What is auto-regressive model mean in Text-to-Speech or Speech-to-text models?

10.02.2023 — NLP, STT, TTS — 3 min read

Auto-regressive models are types of statistical models used in both Text-to-Speech(TTS) and Speech-to-Text(STT) applications.

In TTS, an auto-regressive model generates speech by predicting the next audio sample based on the previous samples in a sequence. This is achieved by training the model on a large corpus of speech data, where the target is to predict the audio sample at each time step given the previous samples. The models is trained to learn the statistical relationships between the speech signal and the corresponding text representation, allowing it to generate speech that sounds natural.

The output at each time step is conditioned on the previous outputs, hence the name "auto-regressive.” An auto-regressive TTS model typically consists of two parts: an encoder that converts the input text into a continuous representation, and a decoder that generates the speech signal one step at a time based on the continuous representation. The decoder uses an autoregressive architecture, where the output at each time step is conditioned on the previous outputs and the continuous representation.

Auto-regressive TTS models have been widely used for TTS tasks and have achieved high-quality results. However, they can be slower and more computationally intensive compared to parallel TTS models, as the decoder must generate speech one step at a time. Nevertheless, recent advances in deep learning techniques have enabled faster auto-regressive TTS models, making them more suitable for real-time applications.

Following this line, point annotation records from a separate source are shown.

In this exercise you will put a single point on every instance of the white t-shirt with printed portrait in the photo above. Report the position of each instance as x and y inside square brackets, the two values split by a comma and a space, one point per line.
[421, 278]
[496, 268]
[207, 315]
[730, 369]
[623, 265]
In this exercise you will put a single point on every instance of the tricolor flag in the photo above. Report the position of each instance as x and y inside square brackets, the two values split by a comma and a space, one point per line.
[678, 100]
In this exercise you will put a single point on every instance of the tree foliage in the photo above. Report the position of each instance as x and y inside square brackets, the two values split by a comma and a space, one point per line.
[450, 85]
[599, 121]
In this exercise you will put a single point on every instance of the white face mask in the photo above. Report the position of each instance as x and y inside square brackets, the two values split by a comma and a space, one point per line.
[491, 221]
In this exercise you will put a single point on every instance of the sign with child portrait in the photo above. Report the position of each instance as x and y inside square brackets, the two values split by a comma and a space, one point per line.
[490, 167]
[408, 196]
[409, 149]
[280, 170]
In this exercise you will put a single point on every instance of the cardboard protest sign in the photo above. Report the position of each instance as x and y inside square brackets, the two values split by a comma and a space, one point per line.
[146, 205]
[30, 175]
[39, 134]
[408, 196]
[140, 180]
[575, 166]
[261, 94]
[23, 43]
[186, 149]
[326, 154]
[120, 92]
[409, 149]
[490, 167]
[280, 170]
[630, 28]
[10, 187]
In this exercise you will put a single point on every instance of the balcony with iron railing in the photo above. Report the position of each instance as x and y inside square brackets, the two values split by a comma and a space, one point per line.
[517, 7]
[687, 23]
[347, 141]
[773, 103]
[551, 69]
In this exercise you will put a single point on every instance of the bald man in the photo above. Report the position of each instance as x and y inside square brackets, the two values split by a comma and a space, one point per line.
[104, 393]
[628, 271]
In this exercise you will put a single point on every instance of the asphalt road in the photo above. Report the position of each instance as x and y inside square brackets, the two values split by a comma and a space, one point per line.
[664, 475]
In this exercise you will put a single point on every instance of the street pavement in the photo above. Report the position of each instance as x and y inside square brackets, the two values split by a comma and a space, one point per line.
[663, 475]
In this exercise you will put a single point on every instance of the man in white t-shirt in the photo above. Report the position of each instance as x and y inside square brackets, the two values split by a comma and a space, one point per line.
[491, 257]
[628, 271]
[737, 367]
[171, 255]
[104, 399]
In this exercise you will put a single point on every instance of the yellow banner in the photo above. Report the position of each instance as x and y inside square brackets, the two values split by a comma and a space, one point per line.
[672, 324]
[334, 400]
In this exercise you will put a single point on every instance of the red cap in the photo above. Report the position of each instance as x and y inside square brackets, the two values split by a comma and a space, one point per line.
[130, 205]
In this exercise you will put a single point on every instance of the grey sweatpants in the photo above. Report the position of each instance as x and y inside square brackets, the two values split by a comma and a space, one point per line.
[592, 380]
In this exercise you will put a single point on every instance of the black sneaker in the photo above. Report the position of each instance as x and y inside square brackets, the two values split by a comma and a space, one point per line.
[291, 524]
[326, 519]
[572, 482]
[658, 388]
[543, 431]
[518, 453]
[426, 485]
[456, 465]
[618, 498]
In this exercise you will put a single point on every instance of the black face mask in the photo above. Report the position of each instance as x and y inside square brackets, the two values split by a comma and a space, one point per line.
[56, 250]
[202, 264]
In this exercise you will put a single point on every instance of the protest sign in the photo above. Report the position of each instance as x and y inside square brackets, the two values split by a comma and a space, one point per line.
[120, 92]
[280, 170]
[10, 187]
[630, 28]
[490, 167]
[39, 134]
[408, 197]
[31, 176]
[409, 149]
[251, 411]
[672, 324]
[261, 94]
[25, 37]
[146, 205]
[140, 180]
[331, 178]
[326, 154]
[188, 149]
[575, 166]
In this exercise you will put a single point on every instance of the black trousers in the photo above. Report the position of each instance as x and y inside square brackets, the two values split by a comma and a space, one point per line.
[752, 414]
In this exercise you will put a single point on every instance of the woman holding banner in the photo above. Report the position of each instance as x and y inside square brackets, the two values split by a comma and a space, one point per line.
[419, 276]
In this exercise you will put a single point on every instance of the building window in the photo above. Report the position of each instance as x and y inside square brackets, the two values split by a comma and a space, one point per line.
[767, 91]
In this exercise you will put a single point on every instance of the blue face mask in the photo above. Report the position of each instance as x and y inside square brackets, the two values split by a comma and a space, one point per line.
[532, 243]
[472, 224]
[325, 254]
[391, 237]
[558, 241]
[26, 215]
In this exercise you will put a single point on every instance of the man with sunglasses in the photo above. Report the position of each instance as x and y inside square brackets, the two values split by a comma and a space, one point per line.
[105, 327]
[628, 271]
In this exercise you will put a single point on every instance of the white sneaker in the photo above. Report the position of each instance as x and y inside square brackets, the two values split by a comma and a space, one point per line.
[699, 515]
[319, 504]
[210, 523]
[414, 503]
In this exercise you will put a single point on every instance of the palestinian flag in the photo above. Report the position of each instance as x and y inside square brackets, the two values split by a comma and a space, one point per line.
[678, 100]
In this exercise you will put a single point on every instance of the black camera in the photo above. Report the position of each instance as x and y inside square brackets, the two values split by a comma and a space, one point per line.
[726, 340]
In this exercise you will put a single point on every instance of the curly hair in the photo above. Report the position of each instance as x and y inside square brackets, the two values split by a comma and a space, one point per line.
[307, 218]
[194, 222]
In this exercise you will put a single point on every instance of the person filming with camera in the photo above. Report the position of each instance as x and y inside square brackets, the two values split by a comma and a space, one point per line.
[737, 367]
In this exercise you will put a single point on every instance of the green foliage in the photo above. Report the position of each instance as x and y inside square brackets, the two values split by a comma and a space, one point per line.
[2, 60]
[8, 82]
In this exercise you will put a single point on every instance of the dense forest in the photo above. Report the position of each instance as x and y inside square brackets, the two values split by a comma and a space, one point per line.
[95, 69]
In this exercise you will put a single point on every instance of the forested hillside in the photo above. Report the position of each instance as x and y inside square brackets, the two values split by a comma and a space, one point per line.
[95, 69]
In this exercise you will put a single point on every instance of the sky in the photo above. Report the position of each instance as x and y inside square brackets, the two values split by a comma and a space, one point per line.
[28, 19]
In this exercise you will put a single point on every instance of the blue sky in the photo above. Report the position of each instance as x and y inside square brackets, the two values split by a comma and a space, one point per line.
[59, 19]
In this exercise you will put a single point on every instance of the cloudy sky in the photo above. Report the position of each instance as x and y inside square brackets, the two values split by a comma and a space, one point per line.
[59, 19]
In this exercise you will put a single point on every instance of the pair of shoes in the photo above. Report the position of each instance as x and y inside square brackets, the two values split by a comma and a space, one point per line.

In TTS, an auto-regressive model transcribes speech into text by predicting the next word in a sentence given the previous words. The model is trained on large datasets of speech and text to learn the statistical relationships between speech and text, allowing it to transcribe speech accurately

Auto-regressive models are widely used in TTS and STT due to their ability to capture long-term dependencies in the data and generate high-quality outputs. These models are also highly scalable and can be trained on large datasets in parallel, making them an attractive option for building TTS and STT system

Keywords / Terminologies:

Auto-regressive models: A type of statistical model that generates an output based on a sequence of previous inputs or outputs. In TTS and STT, auto-regressive models are used to generate speech or transcribe speech into text.
Text-to-Speech (TTS): A technology that converts written text into spoken language, allowing computers to "speak" to users. TTS systems use auto-regressive models to generate speech that sounds natural.
Speech-to-Text (STT): A technology that converts spoken language into written text, allowing computers to transcribe speech into a written form. STT systems use auto-regressive models to transcribe speech into text accurately.
Statistical model: A mathematical model that describes the statistical relationships between variables. Auto-regressive models in TTS and STT are statistical models that learn the relationships between speech and text.
Audio sample: A single unit of audio data representing a small part of the speech signal. In TTS, the auto-regressive model generates audio samples that represent speech.
Time step: The discrete time interval at which the audio samples are generated in TTS. The auto-regressive model generates an audio sample for each time step based on the
Speech signal: The physical representation of speech, typically in the form of an audio waveform. In TTS, the auto-regressive model generates the speech signal from text.
Text representation: The written representation of speech, typically in the form of words and sentences. In TTS, the text representation is used as input to generate the speech signal.
Natural speech: Speech that sounds like it was produced by a human, as opposed to speech that sounds robotic or artificial. TTS systems aim to generate natural speech by training auto-regressive models on large corpora of speech data.
Transcribe speech: The process of converting spoken language into written text. In STT, auto-regressive models are used to transcribe speech into text.
Word prediction: The process of predicting the next word in a sentence based on the previous words. In STT, auto-regressive models use word prediction to transcribe speech into text.
Statistical relationships: The mathematical relationships between variables, as described by statistical models. In TTS and STT, auto-regressive models learn the statistical relationships between speech and text to generate high-quality outputs.
Long-term dependencies: Relationships between inputs or outputs that persist over long sequences of time. Auto-regressive models in TTS and STT capture long-term dependencies in the speech and text data to generate high-quality outputs.
High-quality outputs: Outputs that are accurate, natural-sounding, or otherwise desirable. In TTS and STT, auto-regressive models aim to generate high-quality outputs that sound like natural speech or transcribe speech accurately.
Parallel training: The process of training a model on multiple data samples simultaneously, using multiple processors or computers. In TTS and STT, parallel training is used to speed up the training process and allow auto-regressive models to be trained on large datasets.